I’m writing this because this is exactly what happened today at work. My officemates ordered pizza and our entire team of 22 people were eating and having a good time. We chatted with our cliques when one of them from the next table brings it up. “Hey Dyana! You’re a lesbian right?” Suddenly it was quiet. My spine stiffened, I was having an internal panic but I tried to play it cool by laughing it off. Then one of them said “You didn’t say anything! That means yes, right?’” and I replied with “I didn’t say yes, but I didn’t say no either” and laughed if off again. Even though I didn’t confirm it, it was a still a silent yes.

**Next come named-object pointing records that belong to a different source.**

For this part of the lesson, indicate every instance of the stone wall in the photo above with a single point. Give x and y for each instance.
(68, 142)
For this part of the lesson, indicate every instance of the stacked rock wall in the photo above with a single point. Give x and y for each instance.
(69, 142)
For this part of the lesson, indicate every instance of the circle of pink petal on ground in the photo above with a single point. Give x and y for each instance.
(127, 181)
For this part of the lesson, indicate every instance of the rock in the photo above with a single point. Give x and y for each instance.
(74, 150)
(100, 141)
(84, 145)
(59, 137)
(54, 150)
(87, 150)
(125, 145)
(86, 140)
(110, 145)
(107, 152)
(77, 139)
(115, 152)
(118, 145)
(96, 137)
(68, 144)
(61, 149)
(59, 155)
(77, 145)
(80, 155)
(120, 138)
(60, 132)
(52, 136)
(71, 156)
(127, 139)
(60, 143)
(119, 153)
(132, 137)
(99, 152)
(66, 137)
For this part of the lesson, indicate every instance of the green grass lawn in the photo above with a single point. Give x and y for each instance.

I only told a handful of my team about my sexuality (maybe 7 people at most) and now 16 other people know. This is not good. Some of them could be homophobic and treat me differently. I felt embarrassed, and irritated. The bisexual girl beside me could only give a sympathetic smile cause she must know how I felt while one of my coworkers who I’ve told commented that it was such a tactless move.
My point is that people should stop outing others without the other person’s consent. It’s not cool and it does not make a good ice breaker. It’s awkward and can bring questions and judgements while barely knowing the other person. If a person wants to introduce a gay friend to their friends or colleagues, then bring up other things that make them interesting like they skateboard, paint, or write. Just don’t bring up their sexuality immediately unless permission is obtained.